On Samstag, 6. August 2016 03:11:12 CEST Linus Lüssing wrote:
On Thu, Aug 04, 2016 at 07:56:44AM +0200, Sven Eckelmann wrote:
Ok, looks like the neigh_list edge in my graph is incorrectly there. But
what
about last_bonding_candidate? This definitely has a reference counter (and needs it) and thus your code would cause problems when bonding is enabled.
One more tiny thing, that I noticed during rereading & playing with that part of the code:
The usage of orig_node->last_bonding_candidate looks a lot like rcu-pointer style. However it is read & set without any rcu_dereference() / rcu_assign() wrappers.
It is set+accessed with a spinlock.
With rcu on the read side (and spinlock on the write side) we should guarantee that the rcu protected pointer is mostly read [1]. This is not the case here and thus it is using spinlocks at the moment.
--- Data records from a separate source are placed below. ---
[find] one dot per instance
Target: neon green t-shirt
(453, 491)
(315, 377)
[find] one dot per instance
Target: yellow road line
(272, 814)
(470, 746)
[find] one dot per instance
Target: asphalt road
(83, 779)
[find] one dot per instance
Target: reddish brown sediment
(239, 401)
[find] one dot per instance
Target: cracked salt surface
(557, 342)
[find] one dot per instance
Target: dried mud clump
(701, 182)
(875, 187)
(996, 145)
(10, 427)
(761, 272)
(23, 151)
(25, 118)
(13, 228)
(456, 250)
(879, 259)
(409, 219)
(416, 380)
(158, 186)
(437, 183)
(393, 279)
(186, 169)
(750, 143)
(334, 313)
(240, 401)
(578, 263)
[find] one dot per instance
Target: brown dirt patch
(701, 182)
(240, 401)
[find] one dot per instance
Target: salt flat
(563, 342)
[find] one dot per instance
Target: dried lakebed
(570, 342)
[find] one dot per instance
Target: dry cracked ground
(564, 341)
Is something else protecting a simultaneous read (for instance from the neighbor table output) of last_bonding_candidate while being changed via batadv_last_bonding_replace()?
See above
What has the neighbor table output to do with last_bonding_candidate? It doesn't seem to access this pointer. Maybe I am missing something here. Can you please give an example how these are connected.
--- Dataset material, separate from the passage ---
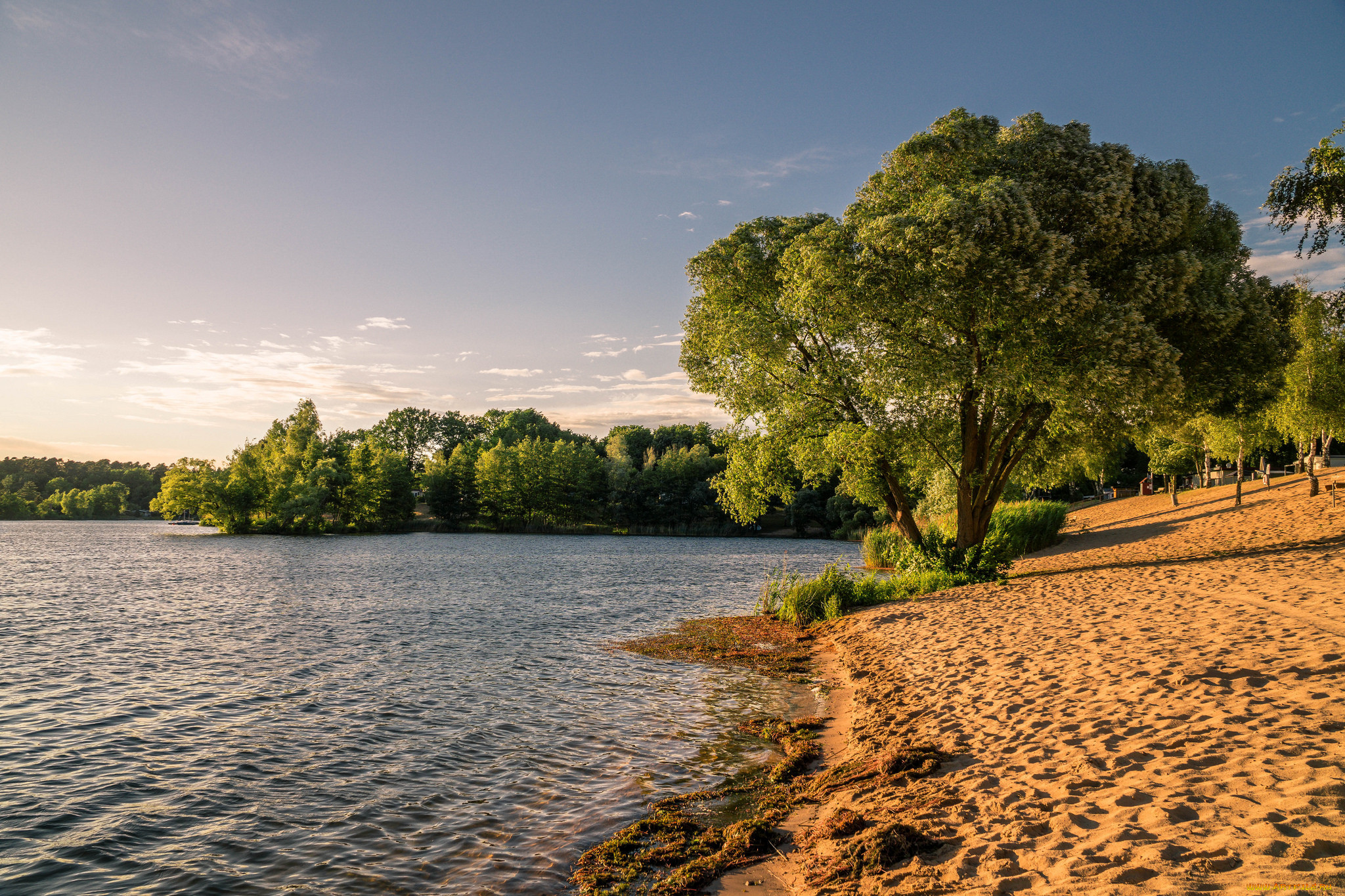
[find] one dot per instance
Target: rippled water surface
(185, 712)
RCU also doesn't protect the changes to the object itself. It only helps us not to access invalid (free'd) memory regions when another context just replaced our pointer. This is done by splitting the previously (more or less) single operation of removing the object into two phases. One is to remove the object from the datastructure (list, pointer, ..) and then only reclaiming the memory when no one (correctly using rcu) can see the old object anymore. It is possible in the time between the removal from the datastructure that one context sees the new object when accessing the datastructure and another doesn't. Similar things can happen when new objects are added to the datastructure.
Just using the spinlock on both sides gives us the same protection (without the conflicting views of the datastructure from different contexts) - but it would be slower when we have multiple readers (and nearly no writer) trying to access the pointer all the time. This doesn't seem to be the case here because the main function batadv_find_router is at the same time reader+writer.
And just to remind the reader: The content of the object referenced in the datastructure still has to be protected with a spinlock (or something similar) in case multiple contexts may want to change the content.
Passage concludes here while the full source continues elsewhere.